SuperSupermoon / MedViLL

MedViLL official code. (Published IEEE JBHI 2021)
MIT License
83 stars 11 forks source link

Open I dataset #3

Closed Christoforos00 closed 2 years ago

Christoforos00 commented 2 years ago

Hello,

Thank you for your paper and repo. I have a few of questions regarding your use of the OpenI dataset.

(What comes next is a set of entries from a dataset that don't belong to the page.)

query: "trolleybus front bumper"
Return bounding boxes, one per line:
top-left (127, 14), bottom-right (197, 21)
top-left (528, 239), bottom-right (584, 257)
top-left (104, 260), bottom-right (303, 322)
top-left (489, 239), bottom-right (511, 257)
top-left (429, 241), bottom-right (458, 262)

  1. The original OpenI dataset has around 1500 manual labels, from which you only kept 15. Is the code of this transformation somewhere in this repo?
  2. In the original OpenI dataset, around 40% of the cases are annotated as normal, but in the Figure 5 of your paper it seems that the "No Findings" tag appears only 4.43% of the times.
  3. In your json files (for example in MedViLL/data/openi/Train.jsonl), some times the label is set as an empty string. Does this mean that this instance belongs to the "Others" category?
  4. Since MedViLL can be asked to do multilabel classification, it is possible that the "No finding" label can be predicted together with another label. Isn't it wrong to predict "No finding" and "Pneumonia" together, since those labels are conflicting?

Thank you.

SuperSupermoon commented 2 years ago

Hello @Christoforos00, thanks for your questions.

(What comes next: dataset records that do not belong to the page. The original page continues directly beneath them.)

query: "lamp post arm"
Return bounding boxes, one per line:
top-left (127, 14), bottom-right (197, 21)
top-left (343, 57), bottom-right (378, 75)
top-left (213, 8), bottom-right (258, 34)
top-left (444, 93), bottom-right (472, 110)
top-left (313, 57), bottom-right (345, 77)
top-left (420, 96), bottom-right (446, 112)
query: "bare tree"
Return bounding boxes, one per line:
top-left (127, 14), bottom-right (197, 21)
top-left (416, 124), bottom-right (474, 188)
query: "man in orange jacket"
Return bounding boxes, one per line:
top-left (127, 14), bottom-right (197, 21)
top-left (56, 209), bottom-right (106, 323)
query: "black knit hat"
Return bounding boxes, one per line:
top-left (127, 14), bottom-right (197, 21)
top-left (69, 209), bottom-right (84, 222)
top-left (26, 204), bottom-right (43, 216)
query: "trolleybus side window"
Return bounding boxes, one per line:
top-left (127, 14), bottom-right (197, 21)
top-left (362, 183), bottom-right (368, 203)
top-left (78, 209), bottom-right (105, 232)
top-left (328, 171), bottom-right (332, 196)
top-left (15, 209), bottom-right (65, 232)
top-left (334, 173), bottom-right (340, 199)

  1. We used the CheXpert labeler to extract labels from the OpenI dataset. So, you can get it easily by following that repo.
  2. The original OpenI dataset contains a lateral view as well as a front view. However, as described in the Dataset section of Materials and Methods, we consider only the frontal unique study in our work. The same criteria apply to the OpenI dataset.
  3. Yes. As we answered in question 1, we used the CheXpert-labeler to extract labels in OpenI. However, since the two datasets have different labeling schemes, some cases cannot be extracted through the CheXpert-labeler and remain blank. We treat these empty spaces as the "Others" class. Detailed discussion is shown in the Dataset Analysis section of Results and Discussion.
  4. That's a good question. We perform multi-label classification and report the average AUROC and F1 scores for positive findings in all diagnostic categories. The results for each model show good performance (except the CNN&Transformer model), indicating that such conflicts occur with low chance for trained models.